Anyways, I like the notion of fluidity, which you mention, and which for me is the essence of a text and not only of context. You also mention the importance of an ever changing context and of the temporality of context – I’d speak about texts this way, but the play, the movements still take place beneath the horizon of context. Otherwise, if context is objective, unchanging ground, as I also mention in my post, we assume an ontology of presence which is highly problematic. So we approach what simultaneously conceals and reveals itself – it’s a play. And why can’t we think of it this way, think of it as a game, one which divulges riches at every turn, at every instant? Is it not enough that we tease some gems from the infinite riches and folds of texts and of context?

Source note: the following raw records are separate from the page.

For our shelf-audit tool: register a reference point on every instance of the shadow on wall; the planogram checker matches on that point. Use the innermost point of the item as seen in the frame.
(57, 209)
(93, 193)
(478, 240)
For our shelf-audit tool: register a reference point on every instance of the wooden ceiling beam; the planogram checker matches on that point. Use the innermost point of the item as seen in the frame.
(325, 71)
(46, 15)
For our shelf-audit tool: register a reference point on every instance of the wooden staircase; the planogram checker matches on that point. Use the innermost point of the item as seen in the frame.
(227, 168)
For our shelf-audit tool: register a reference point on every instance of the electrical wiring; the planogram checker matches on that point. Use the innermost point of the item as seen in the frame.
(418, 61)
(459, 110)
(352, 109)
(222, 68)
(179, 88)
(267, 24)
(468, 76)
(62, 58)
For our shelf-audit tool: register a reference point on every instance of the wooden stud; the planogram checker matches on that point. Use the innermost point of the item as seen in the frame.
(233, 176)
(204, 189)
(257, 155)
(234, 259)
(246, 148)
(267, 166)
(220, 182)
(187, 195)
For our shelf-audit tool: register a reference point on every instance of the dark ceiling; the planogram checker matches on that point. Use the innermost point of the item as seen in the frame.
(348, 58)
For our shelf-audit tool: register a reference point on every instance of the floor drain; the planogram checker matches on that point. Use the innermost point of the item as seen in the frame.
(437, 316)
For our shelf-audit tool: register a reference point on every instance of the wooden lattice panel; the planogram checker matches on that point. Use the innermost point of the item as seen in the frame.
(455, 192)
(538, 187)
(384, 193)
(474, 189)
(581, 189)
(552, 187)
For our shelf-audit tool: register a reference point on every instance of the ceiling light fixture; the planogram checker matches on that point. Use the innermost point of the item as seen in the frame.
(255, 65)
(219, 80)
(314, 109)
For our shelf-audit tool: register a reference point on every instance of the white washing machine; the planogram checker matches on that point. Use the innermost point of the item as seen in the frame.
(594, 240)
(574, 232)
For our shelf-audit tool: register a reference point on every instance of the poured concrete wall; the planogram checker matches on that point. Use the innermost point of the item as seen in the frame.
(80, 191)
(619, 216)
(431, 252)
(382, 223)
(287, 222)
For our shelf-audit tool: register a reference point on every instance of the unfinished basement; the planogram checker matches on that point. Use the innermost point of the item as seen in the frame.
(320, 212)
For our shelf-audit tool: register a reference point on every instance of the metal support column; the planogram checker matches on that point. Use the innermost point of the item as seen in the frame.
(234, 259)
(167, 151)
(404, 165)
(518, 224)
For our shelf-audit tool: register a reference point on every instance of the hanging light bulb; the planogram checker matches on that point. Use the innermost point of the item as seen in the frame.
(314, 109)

I use the singular for context, because, as I mentioned once in class, it’s not multiple, and the word doesn’t mean that, at least it didn’t in its origin. To speak of contexts, to use the plural, is counterintuitive, I think, when you think of the word itself and its origin. I think it changed, it became multiple, when everyone began to claim that they had discovered the context of a given text (broadly speaking). The problem, however, was that everyone had ‘discovered’ a different, a personal context, and so from the infinitude of context we arrived at a scattered multiplicity of contexts, each of which was held up as ‘The Context’. It’s as though we all grasp at single pieces of an infinite puzzle and yet have the audacity and lack of perspective to deem our own, individual piece as ‘The Puzzle’ in its entirety.
best,
babak
Hi Andrew,
I particularly enjoyed your use of the Hebrew bible to explain the interwoven nature of text. Your argument about expanding context is interesting. I would like to consider how this definition of context affects the definition of text, as they are interrelated concepts. What do you make of the idea that text is also always inwardly expanding? When I talk of ‘text’ here I am thinking not in terms of the document but of ‘text’ as the interweaving of a possibly infinite number of ideas/threads. As you have mentioned, according to the Documentary Hypothesis, the Pentateuch has four sources, which have multiple sources of their own which we know of. We have already acknowledged the limitations of our ability to understand the context out of which a given text arises, so I think it would be prudent to assume that we are also equally limited in our knowledge of the various sources of the text. In this way, the ‘text’, the threads that comprise the text, appear to multiply the more and closer we examine. In terms of a scholarly approach to a text, you argue that it is more fruitful to “discuss the development of the composition of a text and its role in a particular community at a given point in time.” I agree with you that this is more beneficial than trying to nail down authorial intent, which is impossible given the multiplicity of sources/‘voices’ present in every text. It seems like we just have to step into the river, get our bearings, and proceed as best we can. With text and context infinitely expanding, what other option do we have but to insert ourselves into a particular time and place and attempt to make sense of the information that we are receiving?